8 thoughts on “Teriflunomide another oral therapy for relapsing MS”

  1. I wonder if these trials are followed by an "exit-poll" among patients with the simple question: "do you think you received a drug or a placebo?". Comparison of the answers with the truth about the substance they received would give significant evidence about both placebo (for patients who realized they were given true medication) and nocebo effect (for those who believed correctly they were given placebo).Does anybody know?

  2. Re: "Exit polls.."Yes, these are usually done in trials and depending on the drug they show how well blinded the study was. I am not aware of the Teriflunomide exit poll; some of the side effects associated with drug would certainly expose what they were on. This is why it is important to include objective outcome measures in trials, such as MRI to make sure the changes are real, and to do more than one trial. With some drugs blinding is impossible, for example Alemtuzumab and even interferon beta. The former because of infusion reactions and the latter due to flu-like side effects and injection site reactions.

  3. Re "With some drugs blinding is impossible, for example Alemtuzumab and even interferon beta."Meaning that trials about these drugs should be regarded virtually unblinded?

  4. Re: "Meaning that trials about these drugs should be regarded virtually unblinded?"No not at all; the clinical outcomes will be single-blinded (assessor blinded) and the MRI outcomes double-blinded. With some drugs like cladribine they will be double-blinded; MS'ers had no idea they were taking cladribine. Keeping study subjects blinded will depend on drug specific side effects.

  5. The clinical outcomes are single-blinded because only the accessing physician is unaware of the treatment, right? But why are the MRI outcomes regarded double-blinded?

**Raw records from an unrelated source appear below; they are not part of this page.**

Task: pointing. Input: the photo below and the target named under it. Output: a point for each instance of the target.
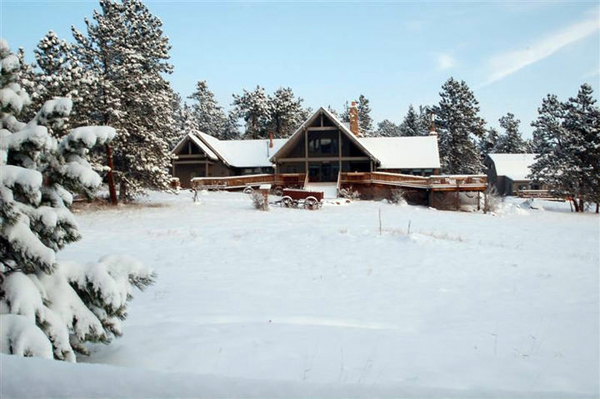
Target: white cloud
(505, 64)
(592, 73)
(445, 61)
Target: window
(323, 143)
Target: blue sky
(395, 53)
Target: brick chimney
(354, 119)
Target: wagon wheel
(311, 203)
(287, 202)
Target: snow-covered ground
(295, 303)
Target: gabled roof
(234, 153)
(340, 125)
(404, 152)
(514, 166)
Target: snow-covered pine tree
(210, 117)
(59, 75)
(387, 128)
(365, 122)
(412, 125)
(458, 123)
(231, 130)
(567, 141)
(333, 112)
(286, 113)
(511, 142)
(344, 116)
(126, 53)
(488, 142)
(582, 141)
(185, 122)
(255, 108)
(49, 308)
(548, 137)
(425, 122)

  6. Re: "he clinical outcomes are single-blinded because only the accessing physician is unaware of the treatment, right?"YES!"But why are the MRI outcomes regarded double-blinded?"The study subjects nor the clinical team see the MRI studies. In fact the people who process the MRIs are also blinded. The code is only broken later when all the MRI data has been loaded into a database. This is why the EMA and FDA place so much importance on MRI outcomes.

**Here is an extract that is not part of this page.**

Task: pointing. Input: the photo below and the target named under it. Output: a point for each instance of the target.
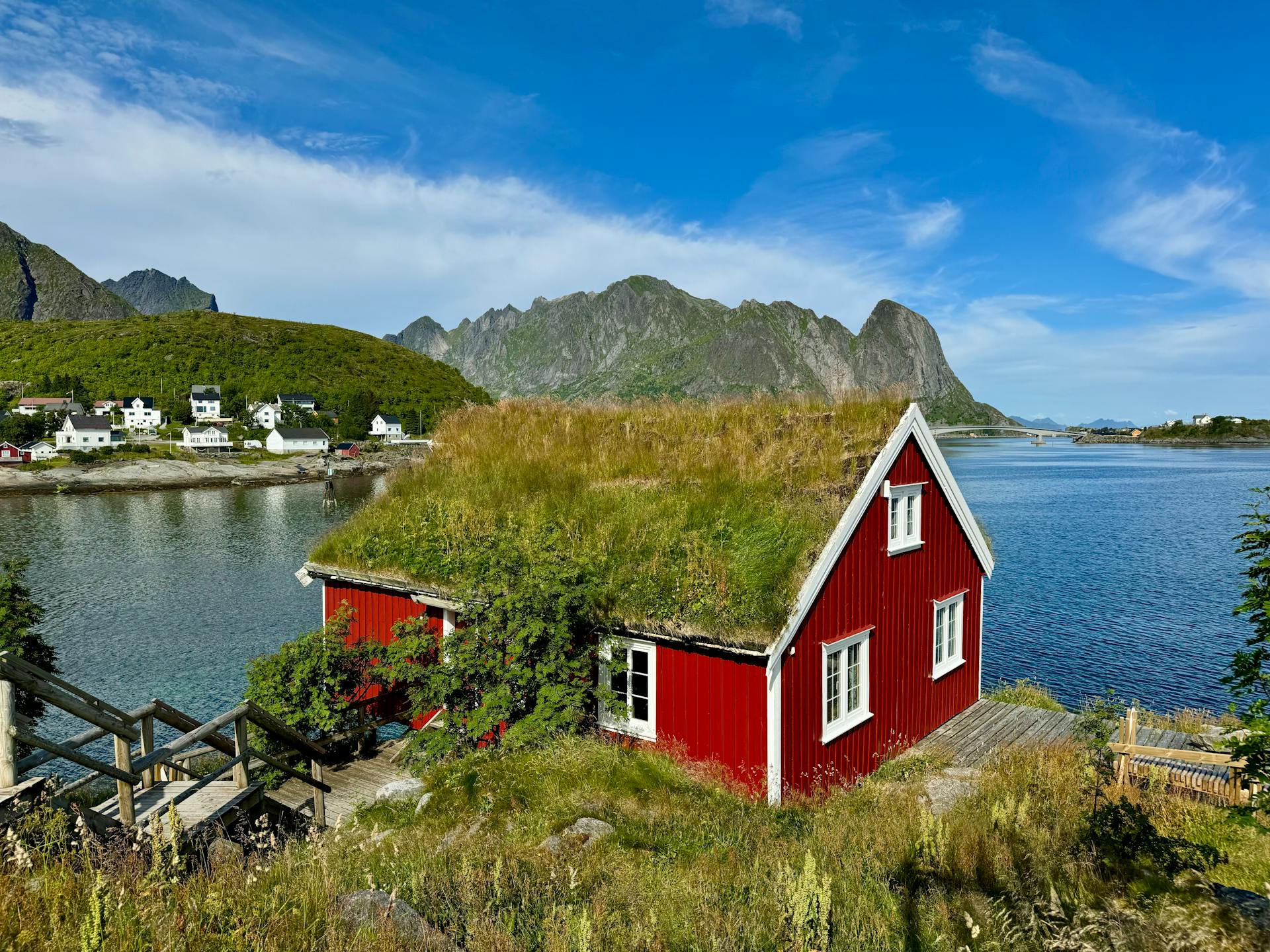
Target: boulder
(376, 909)
(225, 855)
(409, 787)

  7. Is the assessing physician the one who does the clinical examination? Then I doubt the assessor can remain blinded when the patient knows or guesses his/her treatment. They would both have to be very careful and disciplined about what they ask or say.

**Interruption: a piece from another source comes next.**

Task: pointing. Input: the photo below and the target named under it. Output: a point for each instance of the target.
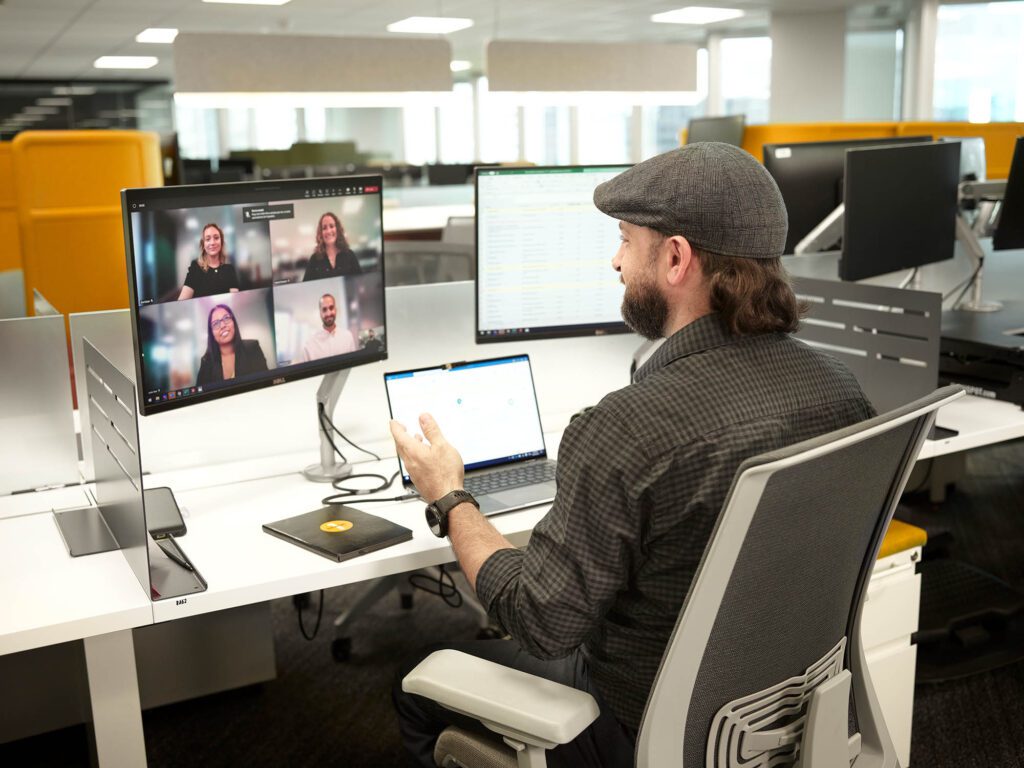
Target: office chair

  8. Re: "Is the assessing physician the one who does the clinical examination? Then I doubt the assessor can remain blinded when the patient knows or guesses his/her treatment. They would both have to be very careful and disciplined about what they ask or say."Yes, what you have surmised is correct. There is special training the blinded assessor have to prevent unblinding, and study subjects are given strict instructions not to discuss their treatment or side effects with the blinded assessor. Despite these precautions unblinding does happen. My personal experience with the teriflunomide trial was that it was not a problem. It is a much bigger problem in single-blinded studies in which the study subjects know what drug they are on.